Of course, it does require the opening of an attachment. As always be suspicious of unexpected attachments, some security policies would block attachments period. Sans is recommending a number of ways to deal with the zero-day including the possible substitution of OpenOffice until there’s a patch. (Not their only suggestion obviously.) Limiting user priviliges is a HIGHLY recommended way to protect against this sort of thing as is education about verifying that attachments are from who they say they are. If it’s unexpected – call(? did you send me…..?)
Further, Brian at the Security Fix notes that targetted attacks like the way this started are becoming INCREASINGLY common. One of the “advantages” for a hacker about a targeted attack is that it could possibly be “under the radar” of large antivirus firms. Therefore it’s more effective – use a previously unknown exploit and make judicious use of it. (As opposed to – broadcast a mass mail to half the known world using an unkown exploit and it gets fixed tomorrow/next week/etc. Even when this vulnerability is fixed, it pays to be suspicious and to doublecheck on the source of unexpected attachments.

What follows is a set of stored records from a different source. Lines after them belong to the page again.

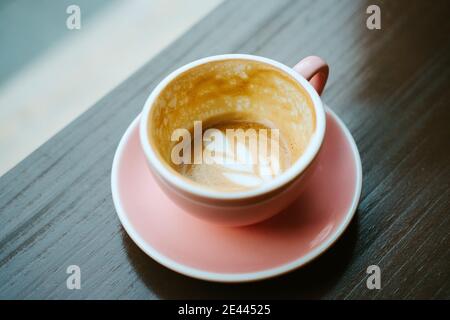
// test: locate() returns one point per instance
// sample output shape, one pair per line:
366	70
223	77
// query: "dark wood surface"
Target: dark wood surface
391	88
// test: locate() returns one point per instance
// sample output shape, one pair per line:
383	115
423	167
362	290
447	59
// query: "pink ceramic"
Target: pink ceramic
202	250
251	206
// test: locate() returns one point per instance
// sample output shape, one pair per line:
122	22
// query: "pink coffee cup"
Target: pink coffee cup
254	205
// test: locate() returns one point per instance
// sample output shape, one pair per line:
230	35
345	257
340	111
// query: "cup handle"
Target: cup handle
315	70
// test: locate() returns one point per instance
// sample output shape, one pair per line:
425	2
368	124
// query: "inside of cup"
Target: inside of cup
227	90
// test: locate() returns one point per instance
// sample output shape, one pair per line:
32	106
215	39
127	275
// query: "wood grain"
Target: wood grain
391	88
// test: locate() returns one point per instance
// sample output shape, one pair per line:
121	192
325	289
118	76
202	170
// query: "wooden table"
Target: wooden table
391	88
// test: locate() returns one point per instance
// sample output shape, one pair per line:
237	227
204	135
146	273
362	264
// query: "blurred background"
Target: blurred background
50	74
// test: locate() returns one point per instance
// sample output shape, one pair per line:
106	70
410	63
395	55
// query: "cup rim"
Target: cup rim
283	179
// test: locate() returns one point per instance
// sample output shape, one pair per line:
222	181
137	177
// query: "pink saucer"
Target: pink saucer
205	251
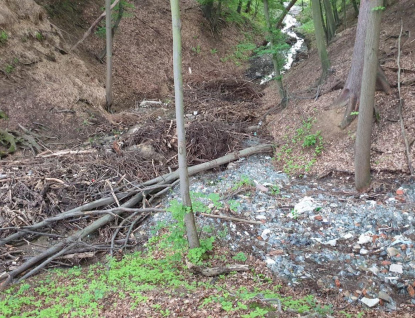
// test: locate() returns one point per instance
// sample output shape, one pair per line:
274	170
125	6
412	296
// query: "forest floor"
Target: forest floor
57	100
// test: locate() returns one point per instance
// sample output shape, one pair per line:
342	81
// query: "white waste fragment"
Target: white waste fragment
374	270
265	233
364	239
347	236
396	268
269	261
364	251
330	242
370	302
306	204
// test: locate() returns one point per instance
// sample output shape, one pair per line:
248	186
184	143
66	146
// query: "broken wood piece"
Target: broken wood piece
93	26
230	218
215	271
67	152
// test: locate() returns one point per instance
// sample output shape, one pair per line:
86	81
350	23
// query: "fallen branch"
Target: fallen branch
230	218
63	246
407	150
215	271
67	152
93	26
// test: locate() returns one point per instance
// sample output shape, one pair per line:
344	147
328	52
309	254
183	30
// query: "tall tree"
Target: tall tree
189	218
335	12
320	38
330	22
367	98
108	27
278	77
248	6
284	13
350	94
355	7
239	8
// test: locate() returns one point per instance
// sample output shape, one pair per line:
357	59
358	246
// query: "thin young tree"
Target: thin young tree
320	38
350	94
278	77
367	97
108	27
330	22
189	218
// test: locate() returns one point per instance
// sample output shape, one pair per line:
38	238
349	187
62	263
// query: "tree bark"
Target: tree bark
284	13
367	98
350	94
331	24
356	8
278	77
189	218
248	6
108	85
239	8
335	12
321	43
114	29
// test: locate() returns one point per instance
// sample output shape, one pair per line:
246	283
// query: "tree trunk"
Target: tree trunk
350	94
239	7
367	98
284	13
189	219
321	43
344	14
278	77
331	24
108	85
335	12
114	29
248	6
356	8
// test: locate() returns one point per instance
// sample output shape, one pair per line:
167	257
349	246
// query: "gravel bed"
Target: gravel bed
317	234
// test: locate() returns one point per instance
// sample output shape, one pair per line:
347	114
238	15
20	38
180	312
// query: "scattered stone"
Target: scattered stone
364	239
306	204
392	251
370	302
384	296
396	268
363	251
265	234
276	252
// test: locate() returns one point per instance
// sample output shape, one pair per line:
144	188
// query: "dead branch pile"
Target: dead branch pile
111	200
231	100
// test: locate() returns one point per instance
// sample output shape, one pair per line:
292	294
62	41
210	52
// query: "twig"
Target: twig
407	150
230	218
113	194
92	27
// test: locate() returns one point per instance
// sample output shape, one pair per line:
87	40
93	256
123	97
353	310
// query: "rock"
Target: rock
306	204
364	239
364	251
370	302
265	234
384	296
396	268
392	251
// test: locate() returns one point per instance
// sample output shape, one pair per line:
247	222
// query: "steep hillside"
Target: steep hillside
388	151
46	86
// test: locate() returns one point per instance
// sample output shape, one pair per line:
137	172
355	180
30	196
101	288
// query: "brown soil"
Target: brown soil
388	151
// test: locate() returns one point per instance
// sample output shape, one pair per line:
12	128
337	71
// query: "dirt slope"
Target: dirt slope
387	143
46	87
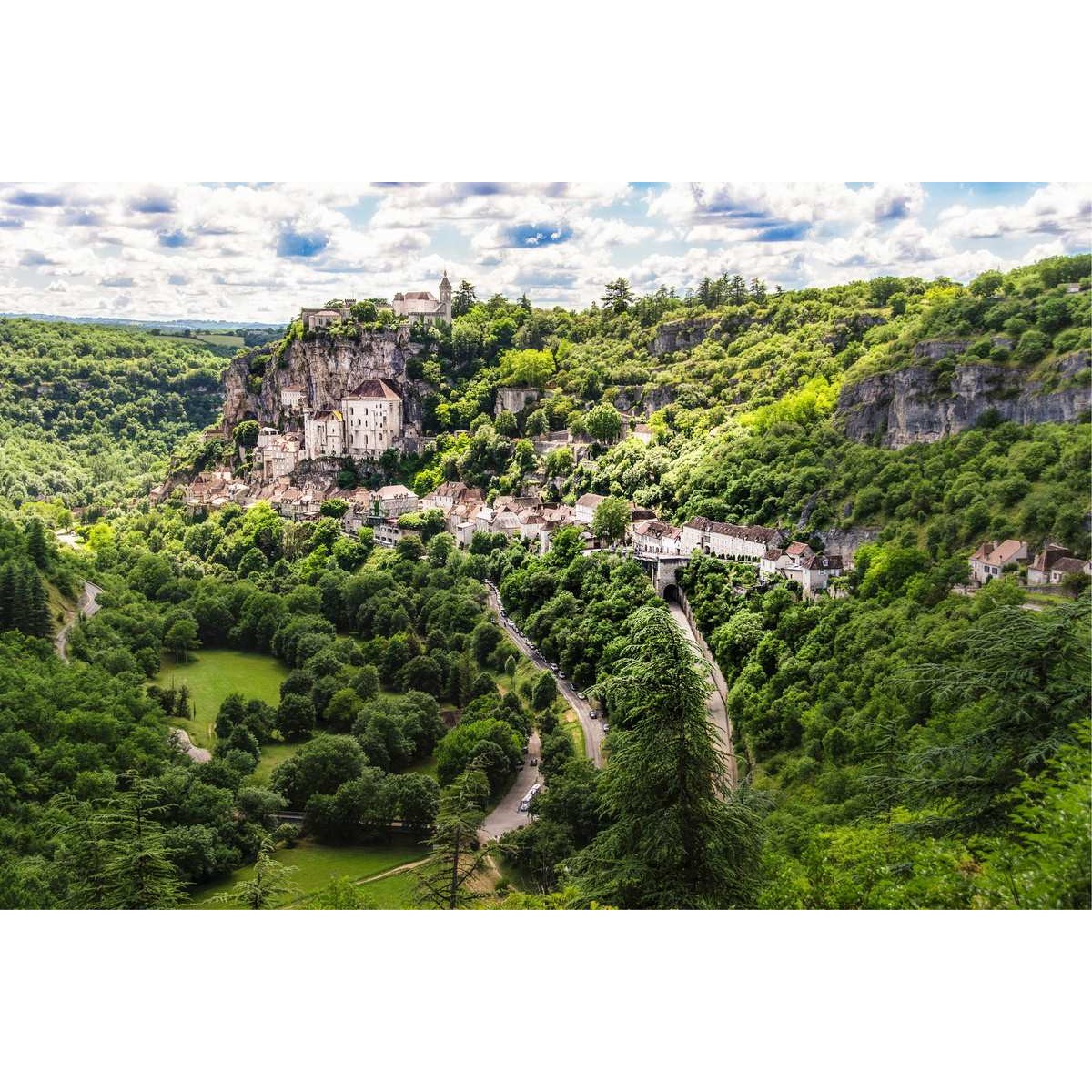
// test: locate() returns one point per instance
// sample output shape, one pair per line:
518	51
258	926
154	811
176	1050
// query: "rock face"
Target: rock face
907	407
682	333
326	369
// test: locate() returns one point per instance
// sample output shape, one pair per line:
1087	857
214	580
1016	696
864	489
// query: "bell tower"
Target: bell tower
446	298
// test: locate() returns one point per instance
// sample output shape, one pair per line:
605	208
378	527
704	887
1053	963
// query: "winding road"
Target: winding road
592	726
718	709
86	609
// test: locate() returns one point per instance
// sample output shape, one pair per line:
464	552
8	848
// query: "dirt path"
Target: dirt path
718	709
86	609
197	753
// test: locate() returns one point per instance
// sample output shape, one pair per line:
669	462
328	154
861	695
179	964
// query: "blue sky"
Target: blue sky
259	251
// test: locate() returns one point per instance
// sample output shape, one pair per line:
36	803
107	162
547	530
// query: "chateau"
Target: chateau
412	306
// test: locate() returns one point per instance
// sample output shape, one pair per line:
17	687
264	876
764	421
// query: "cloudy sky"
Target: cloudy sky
258	252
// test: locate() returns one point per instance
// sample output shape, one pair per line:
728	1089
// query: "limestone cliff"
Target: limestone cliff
681	333
325	367
916	405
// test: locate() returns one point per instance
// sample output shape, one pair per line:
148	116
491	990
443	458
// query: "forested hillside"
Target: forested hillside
901	743
88	414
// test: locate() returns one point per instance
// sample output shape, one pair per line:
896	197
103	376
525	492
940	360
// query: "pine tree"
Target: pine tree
677	835
39	622
463	299
128	864
267	884
6	595
443	880
36	547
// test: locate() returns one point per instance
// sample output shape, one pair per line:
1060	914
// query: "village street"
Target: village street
592	727
507	814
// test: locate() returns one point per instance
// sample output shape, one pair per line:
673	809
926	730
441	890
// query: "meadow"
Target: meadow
212	675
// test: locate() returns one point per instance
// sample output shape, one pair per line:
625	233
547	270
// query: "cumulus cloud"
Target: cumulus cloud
260	251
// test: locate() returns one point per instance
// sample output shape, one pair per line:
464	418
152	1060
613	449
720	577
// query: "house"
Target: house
319	318
726	540
817	571
989	560
655	536
396	500
423	306
371	414
506	523
451	494
583	511
1053	563
290	398
388	533
1069	567
1038	571
277	456
325	435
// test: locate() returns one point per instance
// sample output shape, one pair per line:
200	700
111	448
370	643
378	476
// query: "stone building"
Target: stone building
372	418
726	540
325	435
989	560
423	306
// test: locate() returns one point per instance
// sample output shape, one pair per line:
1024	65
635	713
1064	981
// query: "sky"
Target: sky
257	252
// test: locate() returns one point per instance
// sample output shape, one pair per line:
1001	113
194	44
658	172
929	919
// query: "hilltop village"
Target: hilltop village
295	463
345	399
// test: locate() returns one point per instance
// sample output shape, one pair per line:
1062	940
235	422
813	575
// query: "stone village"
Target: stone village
370	419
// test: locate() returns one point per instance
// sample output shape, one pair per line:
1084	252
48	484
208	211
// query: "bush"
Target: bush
1032	348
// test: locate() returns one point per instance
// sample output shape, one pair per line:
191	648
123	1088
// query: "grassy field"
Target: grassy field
273	754
394	893
216	672
317	865
235	341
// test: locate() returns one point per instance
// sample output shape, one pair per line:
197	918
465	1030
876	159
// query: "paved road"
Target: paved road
86	607
592	727
507	814
718	711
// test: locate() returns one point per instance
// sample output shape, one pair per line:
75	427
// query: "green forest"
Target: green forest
901	745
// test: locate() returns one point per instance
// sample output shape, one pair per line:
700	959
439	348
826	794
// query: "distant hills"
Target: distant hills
147	323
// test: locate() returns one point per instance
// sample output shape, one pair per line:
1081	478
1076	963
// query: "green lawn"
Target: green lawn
396	893
273	754
317	865
216	672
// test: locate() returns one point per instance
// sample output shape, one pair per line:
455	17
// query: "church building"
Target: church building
423	306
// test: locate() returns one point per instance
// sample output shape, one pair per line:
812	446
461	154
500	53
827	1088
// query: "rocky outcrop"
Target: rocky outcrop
325	367
682	333
514	399
915	405
844	544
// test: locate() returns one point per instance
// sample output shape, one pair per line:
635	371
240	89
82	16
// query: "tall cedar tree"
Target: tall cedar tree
677	838
119	855
268	883
443	880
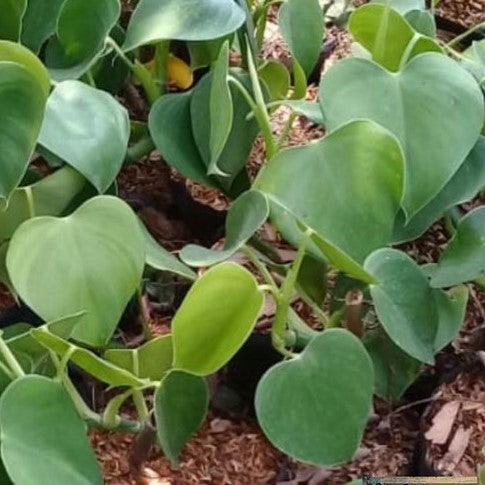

And for expecting the fix on this, you might want to make sure you’re setup to use Microsoft update as opposed to Windows Update – Microsoft update will carry office product fixes as well as core OS fixes. In this case, If you use Windows update, you will likely not receive this fix when it comes out. The Microsoft patch for this zero-day (0-day) exploit in Word is not expected until June 13th.
– update 5/25/06–
Sorry, updates have been a bit slow on this…
The current bulletins disregard Word 2000 and suggest that ONLY Word 2003 and Word 2002(XP) are vulnerable. I saw a report that Microsoft may release early “if warranted”…. ok… outside of that one of the official recomendations seems to be to run word in safe mode…. This involves, disabling Word as Outlooks message editor (In Outlook – Tools, Options, Mail Format – clear the 2 boxes for using Word to edit messages and read rich text messages.) Next, to run word in safe mode, /safe needs to be put at the end of the command to run word. SO, for instance if you have a desktop icon, it can be turned into a “safe mode” icon by rightclicking and going to properties, finding winword.exe and adding /safe after it so that it appears like this…. c:program files…winword.exe /safe
OR you can start Word from the Start… Run menu by just typing “winword /safe” (without the quotes).
There are other limitations to safe mode of course, so the usefullness of this for you may vary. It would prevent the exploit from working though if a suspect file were opened with a “safe mode” copy of Word. (Clicking on the attachment icon though would likely open “normal mode” word. So, this isn’t the best workaround for ALL without making winword.exe /safe the default handler for all .doc files (I’m almost certain that could be done with a registry edit.)